The Processor will not access or use, or disclose to any third party, any personal data, except, in each case, as necessary to maintain or provide its products operational, or as necessary to comply with the law.
The personal data may not be copied, transferred or otherwise processed in conflict with the Privacy Policy and Data Processing Addendum documents.
The Processor access personal data by trained personnel only.
The Processor imposes appropriate contractual obligations upon its personnel, including relevant obligations regarding confidentiality, data protection and data security.
Security of Data Processing
Big Fig Tree provides the following security statement with a promise to adhere to the highest effective industry standards.
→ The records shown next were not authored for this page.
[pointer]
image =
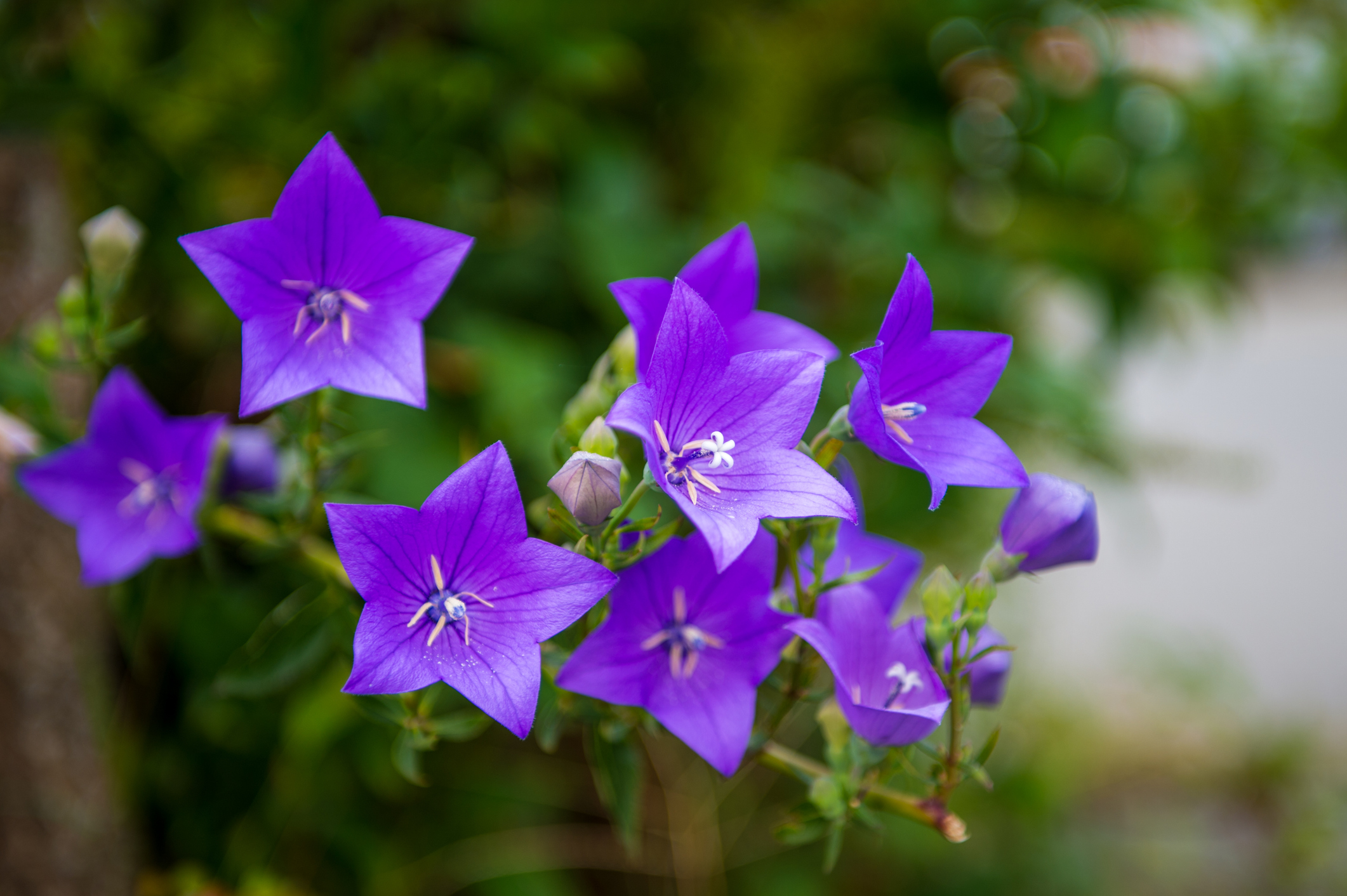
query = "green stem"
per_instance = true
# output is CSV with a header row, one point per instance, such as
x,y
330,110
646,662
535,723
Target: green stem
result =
x,y
955,753
923,812
621,514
We implement appropriate technical safeguards as HTTPs to guard your personal data, however, no security system is impenetrable and due to the inherent nature of the Internet as an open global communications vehicle, we cannot guarantee that information, during transmission through the Internet or while stored on our systems or otherwise in our care, will be absolutely safe from intrusion by others, such as hackers.
The personal data will be processed securely and in a way that protects against unauthorised or unlawful processing and against accidental loss, destruction or damage.
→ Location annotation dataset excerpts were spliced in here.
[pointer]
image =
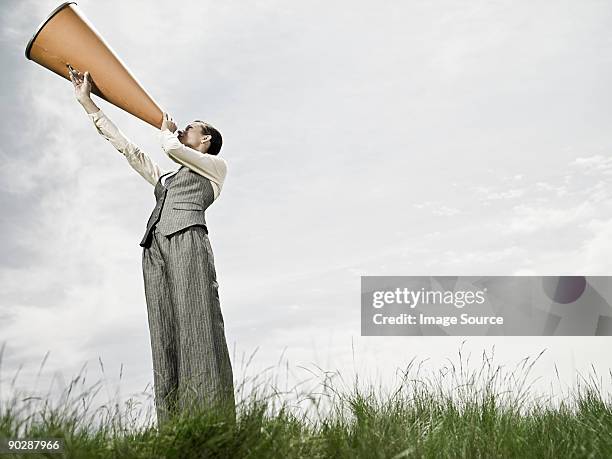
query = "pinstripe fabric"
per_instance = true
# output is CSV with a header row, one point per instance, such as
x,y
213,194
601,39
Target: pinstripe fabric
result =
x,y
181,202
191,363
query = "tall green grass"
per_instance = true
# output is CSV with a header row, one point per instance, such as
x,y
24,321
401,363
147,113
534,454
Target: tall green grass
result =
x,y
454,411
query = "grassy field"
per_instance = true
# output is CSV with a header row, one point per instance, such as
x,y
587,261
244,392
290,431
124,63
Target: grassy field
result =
x,y
453,412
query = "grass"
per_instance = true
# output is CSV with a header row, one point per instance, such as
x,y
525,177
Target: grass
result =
x,y
455,411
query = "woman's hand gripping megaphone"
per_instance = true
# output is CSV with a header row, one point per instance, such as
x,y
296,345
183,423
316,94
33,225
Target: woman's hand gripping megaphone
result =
x,y
81,82
168,123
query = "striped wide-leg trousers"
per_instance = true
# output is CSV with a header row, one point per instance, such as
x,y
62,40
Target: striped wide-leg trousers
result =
x,y
191,364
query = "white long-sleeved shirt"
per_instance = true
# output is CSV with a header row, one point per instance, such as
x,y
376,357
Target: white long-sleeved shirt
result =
x,y
212,167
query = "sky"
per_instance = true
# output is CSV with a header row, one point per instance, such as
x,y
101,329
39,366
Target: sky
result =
x,y
403,138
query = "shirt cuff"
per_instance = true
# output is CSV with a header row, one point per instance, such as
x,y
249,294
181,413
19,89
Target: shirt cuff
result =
x,y
95,116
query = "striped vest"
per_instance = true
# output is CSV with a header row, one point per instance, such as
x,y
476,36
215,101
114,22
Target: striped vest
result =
x,y
181,202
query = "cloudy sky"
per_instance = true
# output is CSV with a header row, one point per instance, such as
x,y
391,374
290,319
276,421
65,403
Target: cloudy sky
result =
x,y
406,138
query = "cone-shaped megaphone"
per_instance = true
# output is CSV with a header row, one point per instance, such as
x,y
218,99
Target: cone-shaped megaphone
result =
x,y
66,37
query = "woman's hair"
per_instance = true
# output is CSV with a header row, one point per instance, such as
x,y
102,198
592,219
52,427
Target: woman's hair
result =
x,y
216,140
In order to prevent unauthorised access or disclosure, we have put in place suitable physical, electronic and managerial procedures such as encryption of personal information, to safeguard and secure personal information and protect it from misuse, interference, loss and unauthorised access, modification and disclosure.
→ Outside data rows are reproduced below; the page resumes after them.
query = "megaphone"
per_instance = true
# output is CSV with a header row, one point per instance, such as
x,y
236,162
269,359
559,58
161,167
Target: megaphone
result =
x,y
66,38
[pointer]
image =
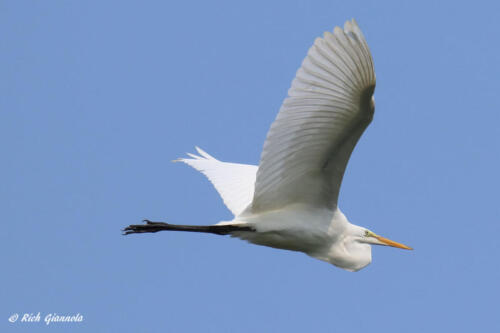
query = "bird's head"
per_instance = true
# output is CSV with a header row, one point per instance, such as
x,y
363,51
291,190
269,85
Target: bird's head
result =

We cannot guarantee the security of any information that is transmitted to or by us over the Internet. The transmission and exchange of information is carried out at your own risk. Although we take measures to safeguard against unauthorised disclosures of information, we cannot assure you that the personal information we collect will not be disclosed in a manner that is inconsistent Privacy Policy or Data Processing Addendum documents.
Limitation of Liability
The total aggregate liability towards the Customer, of whatever nature, whether in contract, tort or otherwise, of the Data Processor for any losses whatsoever and howsoever caused arising from or in any way connected with this engagement shall be subject to the “Limitation of Liability” clause set out in the EULA. Nothing in this DPA will relieve the processor of its own direct responsibilities and liabilities under the GDPR.
Remuneration and costs (Optional)
The Data Controller shall upon request remunerate the Data Processor based on the time spent to perform the obligations regarding ‘Data protection impact assessments and prior consultation’, ‘Rights of the data subjects’, ‘Personal Data Breaches’, and ‘Documentation of compliance and Audit Rights’ of this Data Processor Agreement based on the Data Processor’s hourly rates.
Duration
The Data Processor Addendum shall remain in force until the support service is provided under EULA.
Security Breach Notification
The Processor will notify the Controller of security incident without undue delay after becoming aware of the security incident.
The Processor will take reasonable steps to mitigate the effects and to minimise any damage resulting from the security incident.
Transfers of Personal Data
Ordinarily, the Data Processor will not transfer your data to countries outside the European Economic Area. In some cases, personal data will be saved on storage solutions that have servers outside the European Economic Area (EEA), [for example, Amazon Web Services or Google Drive]. Only those storage solutions that provide secure services with adequate relevant safeguards will be employed.
Subprocessors
The Processor uses following third party service providers and authorizes them to process the personal data:
- Amazon Web Services, Inc.
- ObjectLabs Corporation
- Atlassian Corporation Plc
- Google, Inc.
According to GDPR regulations this service providers are Subprocessors.
The Processor shall monitor and control its Subprocessors if they follow GDPR regulations.
Termination of the DPA
This DPA shall continue in force until the support service is provided under EULA.
In case of termination of the DPA, the Processor will delete the Controller’s personal data with exception of data removal from a backup storage.